あっちに引っかかり、こっちに引っかかりしながらようやく今日の目的地のひとつである東京国立博物館に到着する。今回は半跏思惟像を拝むだけ。博物館の入り口では混雑しているという注意をさんざん聞かされたが、展示最終日の昼下がりという割には予想していたほどではなかった。中宮寺の仏様のほうは昨年10月に現地で拝んでいるが、こうして少し見上げるような具合にして拝見すると、お寺で拝んだときよりもお顔が初々しく感じられる。韓国のほうはさすがに大陸の影響を色濃く感じる。陸続きでガンダーラの片鱗を感じないこともない。顔が大きく笑顔がはっきりしているところに親しさを覚える。足の指が長いのに驚く。比較するべきものではないのは承知しているが、どちらの半跏思惟像も長浜のホトケ様とはレベルが違う。常設の仏様も拝んでみるが、こちらも同様だ。長浜に限らず、日本のあちこちにそれぞれの土地の人々によって作られたホトケ様があったはずだ。それぞれの土地の生活の中から生まれたホトケ様だ。それに対し、中央の権力に近いところから民衆を圧倒させるが如くに選りすぐりの材と仏師によって作られた仏様もあっただろう。どちらがどうということではなしに、無邪気に「仏」とひとくくりにはできない気がする。高名な僧侶が作らせた、名人と言われた仏師が彫った、国宝だ、重文だ、という立派な仏様もありがたいとは思うのだが、好きか嫌いかということなら、私は長浜のホトケ様のようなもののほうが好きだ。
上野から地下鉄銀座線で浅草に出る。浅草に来るのは年に数えるほどしかないのだが、四万六千日だろうがなかろうが、週末はいつも同じくらいの賑わいのような気がする。四万六千日といえば「舟徳」だ。噺のなかでは柳橋あたりの神田川沿いにある舟宿から浅草寺に近い桟橋を目指すのだが、こうして暑い中を歩いていると舟に揺られてお参りしてみたいと思う。

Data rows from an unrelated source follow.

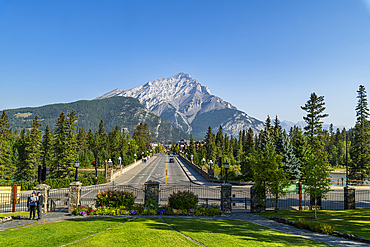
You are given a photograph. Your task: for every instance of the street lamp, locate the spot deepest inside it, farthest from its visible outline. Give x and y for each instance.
(226, 164)
(77, 164)
(110, 163)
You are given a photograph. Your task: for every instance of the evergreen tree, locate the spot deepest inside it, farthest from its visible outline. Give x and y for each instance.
(314, 107)
(115, 144)
(210, 146)
(191, 150)
(360, 152)
(277, 128)
(33, 151)
(48, 147)
(291, 163)
(249, 144)
(61, 166)
(82, 140)
(6, 164)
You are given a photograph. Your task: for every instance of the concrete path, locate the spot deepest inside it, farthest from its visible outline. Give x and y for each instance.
(331, 240)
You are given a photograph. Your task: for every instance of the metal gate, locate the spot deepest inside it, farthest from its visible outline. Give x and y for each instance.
(207, 195)
(240, 198)
(89, 193)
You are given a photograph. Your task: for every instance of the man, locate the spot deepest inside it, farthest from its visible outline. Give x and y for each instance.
(40, 204)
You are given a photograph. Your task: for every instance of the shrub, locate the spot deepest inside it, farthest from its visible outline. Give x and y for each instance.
(183, 200)
(315, 226)
(115, 198)
(151, 204)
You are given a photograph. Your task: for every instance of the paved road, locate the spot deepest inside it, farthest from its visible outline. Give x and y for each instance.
(155, 169)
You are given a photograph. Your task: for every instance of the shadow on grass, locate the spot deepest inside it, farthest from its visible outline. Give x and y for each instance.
(212, 230)
(354, 221)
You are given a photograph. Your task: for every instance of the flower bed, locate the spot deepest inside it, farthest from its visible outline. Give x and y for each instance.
(138, 209)
(116, 202)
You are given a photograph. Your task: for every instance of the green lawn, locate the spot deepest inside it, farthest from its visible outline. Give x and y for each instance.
(27, 214)
(355, 221)
(148, 232)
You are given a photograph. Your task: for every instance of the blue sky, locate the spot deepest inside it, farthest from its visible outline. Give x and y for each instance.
(264, 57)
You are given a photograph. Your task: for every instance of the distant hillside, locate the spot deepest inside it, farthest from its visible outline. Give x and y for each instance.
(189, 106)
(125, 112)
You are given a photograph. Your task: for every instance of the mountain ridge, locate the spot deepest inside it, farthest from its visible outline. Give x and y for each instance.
(182, 101)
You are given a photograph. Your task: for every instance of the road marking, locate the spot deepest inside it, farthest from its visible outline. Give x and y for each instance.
(137, 173)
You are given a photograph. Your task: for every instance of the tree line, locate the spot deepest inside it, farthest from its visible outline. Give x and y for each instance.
(294, 149)
(59, 148)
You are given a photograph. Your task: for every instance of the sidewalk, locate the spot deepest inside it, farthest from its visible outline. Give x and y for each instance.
(331, 240)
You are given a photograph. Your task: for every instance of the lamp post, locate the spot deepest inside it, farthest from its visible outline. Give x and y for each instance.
(347, 160)
(77, 164)
(226, 164)
(110, 163)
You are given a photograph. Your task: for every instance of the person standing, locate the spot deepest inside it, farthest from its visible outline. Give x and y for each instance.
(40, 204)
(32, 201)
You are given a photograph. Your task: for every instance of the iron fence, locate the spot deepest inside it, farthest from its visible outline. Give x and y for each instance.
(207, 195)
(89, 193)
(6, 202)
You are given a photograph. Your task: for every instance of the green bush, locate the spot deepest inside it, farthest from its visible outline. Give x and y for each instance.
(151, 204)
(183, 200)
(315, 226)
(115, 198)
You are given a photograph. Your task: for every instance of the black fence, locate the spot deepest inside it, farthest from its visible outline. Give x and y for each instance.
(207, 195)
(89, 193)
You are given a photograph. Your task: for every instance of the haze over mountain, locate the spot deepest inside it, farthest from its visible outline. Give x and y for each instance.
(186, 104)
(124, 112)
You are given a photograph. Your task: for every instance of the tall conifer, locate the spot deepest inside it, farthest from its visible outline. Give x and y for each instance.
(360, 152)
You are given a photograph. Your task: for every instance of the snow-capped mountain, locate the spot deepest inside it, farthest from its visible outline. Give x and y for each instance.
(286, 125)
(186, 104)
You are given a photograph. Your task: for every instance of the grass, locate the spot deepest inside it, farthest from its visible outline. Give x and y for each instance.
(355, 221)
(148, 232)
(220, 233)
(2, 215)
(55, 234)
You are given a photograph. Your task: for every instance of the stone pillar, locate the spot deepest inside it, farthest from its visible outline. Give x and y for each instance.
(44, 189)
(74, 195)
(211, 173)
(226, 198)
(257, 200)
(151, 190)
(318, 202)
(349, 198)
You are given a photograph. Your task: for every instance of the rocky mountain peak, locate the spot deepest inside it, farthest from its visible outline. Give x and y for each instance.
(180, 100)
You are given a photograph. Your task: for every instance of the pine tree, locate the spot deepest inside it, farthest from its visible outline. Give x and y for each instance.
(360, 152)
(291, 163)
(48, 147)
(210, 145)
(33, 151)
(277, 128)
(61, 164)
(6, 164)
(314, 107)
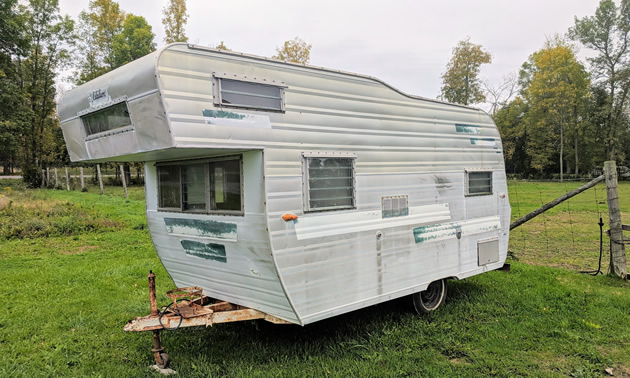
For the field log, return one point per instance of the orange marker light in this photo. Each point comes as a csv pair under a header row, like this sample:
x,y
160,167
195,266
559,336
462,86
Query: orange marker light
x,y
287,217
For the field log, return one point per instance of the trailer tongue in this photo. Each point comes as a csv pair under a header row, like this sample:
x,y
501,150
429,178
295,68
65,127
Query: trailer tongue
x,y
189,308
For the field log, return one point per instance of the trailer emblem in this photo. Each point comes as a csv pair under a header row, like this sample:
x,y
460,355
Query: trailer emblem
x,y
98,97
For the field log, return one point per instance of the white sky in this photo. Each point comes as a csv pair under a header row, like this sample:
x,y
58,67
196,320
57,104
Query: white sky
x,y
406,43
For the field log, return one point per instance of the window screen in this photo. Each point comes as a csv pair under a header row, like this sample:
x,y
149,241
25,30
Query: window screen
x,y
110,118
251,95
209,187
330,183
479,183
226,185
194,187
168,181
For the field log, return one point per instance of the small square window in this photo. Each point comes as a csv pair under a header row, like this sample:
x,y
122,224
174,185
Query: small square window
x,y
478,183
329,183
113,117
244,94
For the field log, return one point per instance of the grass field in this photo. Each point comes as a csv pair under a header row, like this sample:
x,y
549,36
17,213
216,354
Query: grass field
x,y
74,269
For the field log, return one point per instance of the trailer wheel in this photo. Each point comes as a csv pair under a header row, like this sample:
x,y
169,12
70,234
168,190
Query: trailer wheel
x,y
430,299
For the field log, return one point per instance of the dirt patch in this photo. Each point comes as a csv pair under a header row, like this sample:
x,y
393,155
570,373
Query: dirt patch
x,y
77,250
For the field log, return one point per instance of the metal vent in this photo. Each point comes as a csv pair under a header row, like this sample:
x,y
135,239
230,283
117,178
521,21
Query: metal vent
x,y
395,206
487,251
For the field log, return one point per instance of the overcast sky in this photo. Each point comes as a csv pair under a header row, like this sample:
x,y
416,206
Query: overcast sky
x,y
406,43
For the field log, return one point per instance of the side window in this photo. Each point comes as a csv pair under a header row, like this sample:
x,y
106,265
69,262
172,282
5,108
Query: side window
x,y
110,118
245,94
478,183
329,182
212,186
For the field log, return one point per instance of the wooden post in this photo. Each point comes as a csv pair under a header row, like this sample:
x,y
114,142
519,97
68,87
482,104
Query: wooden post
x,y
82,180
67,179
122,177
617,248
100,177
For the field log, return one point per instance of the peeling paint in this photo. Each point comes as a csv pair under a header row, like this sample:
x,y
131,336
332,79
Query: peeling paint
x,y
222,114
428,233
233,119
468,129
208,251
197,227
483,142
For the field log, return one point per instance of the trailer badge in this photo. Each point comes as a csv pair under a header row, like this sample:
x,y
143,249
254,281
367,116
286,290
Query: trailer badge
x,y
98,97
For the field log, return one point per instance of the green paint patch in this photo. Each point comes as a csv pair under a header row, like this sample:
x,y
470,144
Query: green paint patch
x,y
222,114
431,232
483,141
467,129
208,251
197,227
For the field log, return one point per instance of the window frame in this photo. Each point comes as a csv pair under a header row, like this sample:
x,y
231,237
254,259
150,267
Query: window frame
x,y
218,93
467,172
99,108
208,186
306,186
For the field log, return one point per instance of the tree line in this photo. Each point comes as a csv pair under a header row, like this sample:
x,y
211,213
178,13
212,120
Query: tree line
x,y
37,44
557,117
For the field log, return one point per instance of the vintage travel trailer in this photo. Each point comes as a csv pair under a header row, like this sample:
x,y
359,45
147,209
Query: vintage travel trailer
x,y
297,191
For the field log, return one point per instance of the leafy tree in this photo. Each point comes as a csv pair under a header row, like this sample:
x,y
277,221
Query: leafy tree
x,y
89,56
133,42
51,38
294,50
108,21
174,21
608,34
556,88
510,121
14,112
460,82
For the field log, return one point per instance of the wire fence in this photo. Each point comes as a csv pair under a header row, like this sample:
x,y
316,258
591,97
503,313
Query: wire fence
x,y
568,235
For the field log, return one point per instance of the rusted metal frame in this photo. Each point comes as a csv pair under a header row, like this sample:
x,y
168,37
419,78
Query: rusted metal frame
x,y
555,202
157,346
152,322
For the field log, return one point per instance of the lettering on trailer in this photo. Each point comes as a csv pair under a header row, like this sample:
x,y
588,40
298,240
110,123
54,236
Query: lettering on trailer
x,y
98,97
208,251
203,228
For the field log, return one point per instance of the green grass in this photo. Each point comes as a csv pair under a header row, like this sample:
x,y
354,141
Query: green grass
x,y
67,296
567,235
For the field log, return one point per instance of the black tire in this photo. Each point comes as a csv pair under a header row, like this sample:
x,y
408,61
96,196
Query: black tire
x,y
430,299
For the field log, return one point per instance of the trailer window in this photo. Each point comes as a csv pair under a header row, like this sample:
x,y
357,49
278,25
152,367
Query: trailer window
x,y
329,183
113,117
245,94
203,187
479,183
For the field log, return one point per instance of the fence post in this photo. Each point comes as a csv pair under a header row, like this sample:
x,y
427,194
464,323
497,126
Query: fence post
x,y
122,176
100,177
82,181
617,248
67,179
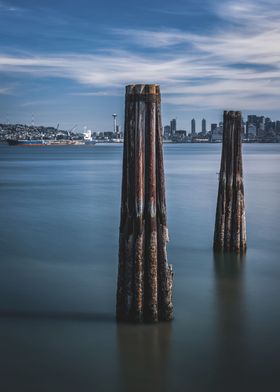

今日も寺を訪れたり美術館や博物館で仏像を拝んできたが、齢を重ねた所為なのか、自然に神仏を拝むことが増えた気がする。若い頃には考えられなかったことだが、今は自分の家のなかにお札があったりする。始終仏様を拝みたいと思って、骨董市などで探しているのだが、慢性的に懐不如意ということもあって、なかなかご縁に恵まれない。それでも、日常の何気ないところでピピッと出会うかもしれないと期待はしている。できることなら、落語の「井戸の茶碗」に出てくるような腹篭りの仏様に出会いたいものだ。